The truth of the matter is, there’s not much advantage to be gained inside the “movement.” It is too heavily freighted with chronic losers, incurable hobbyists, phone-booth Fuhrers, and other defectives. Perhaps the “movement” is no worse than the general public in this regard, but we’re looking for the best and strongest people we can find, and we find them much more often outside the “movement” than inside it. It is time for all members who have been focused on the “movement” either to reorient themselves in an outward direction or to find another organization to devote themselves to. As our tempo and our work load increase, being in the Alliance will be less and less fun for those whose primary aim is to amuse themselves with “movement” gossip. And I will have less patience with hobbyists and with those who believe that the Alliance is part of the “movement.” Our aim is not to be the biggest and best organization in the “movement”; it is to leave the “movement” to its clubby introspection while we get on with the job of building a revolutionary infrastructure.

We respect our martyrs, and all of those who have shown courage or made sacrifices for our people, but we’ll build monuments to them after the revolution. Meanwhile, winning is all that we care about, not the fun of playing the game by “movement” rules.
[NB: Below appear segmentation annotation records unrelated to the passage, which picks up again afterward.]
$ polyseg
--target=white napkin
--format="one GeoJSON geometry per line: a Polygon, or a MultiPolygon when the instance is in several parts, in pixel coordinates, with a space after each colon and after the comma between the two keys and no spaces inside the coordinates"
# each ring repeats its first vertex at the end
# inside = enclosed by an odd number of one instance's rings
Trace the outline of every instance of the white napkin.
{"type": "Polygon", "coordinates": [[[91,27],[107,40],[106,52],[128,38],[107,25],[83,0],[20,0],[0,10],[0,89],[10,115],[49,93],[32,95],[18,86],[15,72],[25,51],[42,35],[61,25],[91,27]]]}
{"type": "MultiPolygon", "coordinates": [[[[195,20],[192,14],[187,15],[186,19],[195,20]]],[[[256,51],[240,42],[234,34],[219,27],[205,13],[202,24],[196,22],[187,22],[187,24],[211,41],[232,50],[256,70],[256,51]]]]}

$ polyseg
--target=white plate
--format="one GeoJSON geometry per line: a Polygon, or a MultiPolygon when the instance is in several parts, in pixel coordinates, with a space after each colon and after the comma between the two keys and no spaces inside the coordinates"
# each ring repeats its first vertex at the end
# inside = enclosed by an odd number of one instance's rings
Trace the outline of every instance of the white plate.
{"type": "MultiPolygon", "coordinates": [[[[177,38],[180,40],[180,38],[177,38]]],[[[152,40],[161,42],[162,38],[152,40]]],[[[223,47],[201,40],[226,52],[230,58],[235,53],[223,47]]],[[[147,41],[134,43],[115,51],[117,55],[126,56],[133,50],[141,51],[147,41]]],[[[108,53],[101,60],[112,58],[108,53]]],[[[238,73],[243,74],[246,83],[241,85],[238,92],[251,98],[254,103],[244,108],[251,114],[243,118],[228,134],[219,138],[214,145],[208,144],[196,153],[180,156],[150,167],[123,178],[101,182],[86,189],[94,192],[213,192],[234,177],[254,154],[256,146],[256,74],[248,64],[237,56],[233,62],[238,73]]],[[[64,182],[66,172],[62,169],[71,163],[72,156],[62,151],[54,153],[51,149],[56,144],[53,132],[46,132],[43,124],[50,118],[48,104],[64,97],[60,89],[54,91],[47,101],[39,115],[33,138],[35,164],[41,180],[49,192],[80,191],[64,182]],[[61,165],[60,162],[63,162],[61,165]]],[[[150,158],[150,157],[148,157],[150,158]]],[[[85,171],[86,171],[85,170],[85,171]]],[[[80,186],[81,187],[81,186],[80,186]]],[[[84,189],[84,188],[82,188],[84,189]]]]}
  1. Leaderless resistance seems to have a lot in common with libertarianism. Faith in the individual! Such positions are naive but since they are also very American they may be sincerely held by Americans. I heard Metzger say matter-of-factly in a recent podcast (Fourth Position, on Talkshoe) that in all his years of activism he really hadn't accomplished anything. This shows sincerity on his part. The fact that he was using a faulty approach doesn't mean that he didn't believe in what he was doing.

    And he may have done some good after all, with all his publicity-seeking in the late 80s. John Metzger's appearance on Larry King Live got me thinking about the Jewish Problem, since that was the only thing he'd said about which I had doubts.

    Do we really want to put Tom Metzger in the same "hobbyist" category as some people that are patently insincere? It seems a bit rash to me. Would Dr. Pierce have made such a statement for public consumption? I doubt it.

  2. Dr. Pierce's criticism here was more about Tom Metzger's Leaderless Resistance "strategy" and his being so dead set against our people organizing than anything personal against Tom. And, no, he wouldn't have criticized Tom publicly like this, which was, after all, his addressing Alliance members in a members-only internal monthly BULLETIN.

    "Losers, Hobbyists and the 'Movement'" was his third BULLETIN commentary in as many months admonishing Alliance members to keep the "Movement" and "Movement" people at arms length. The January and February commentaries on this subject can be read here: He followed up on this theme again at the April 2002 Leadership Conference in his last speech to gathered Alliance members at the West Virginia Alliance headquarters. Dr. Pierce was dead three months after giving that speech.

    National Alliance policy going forward, admonishing "uniting" with other "Movement" groups, will the same as Dr. Pierce emphasized so strongly for us 13 years ago.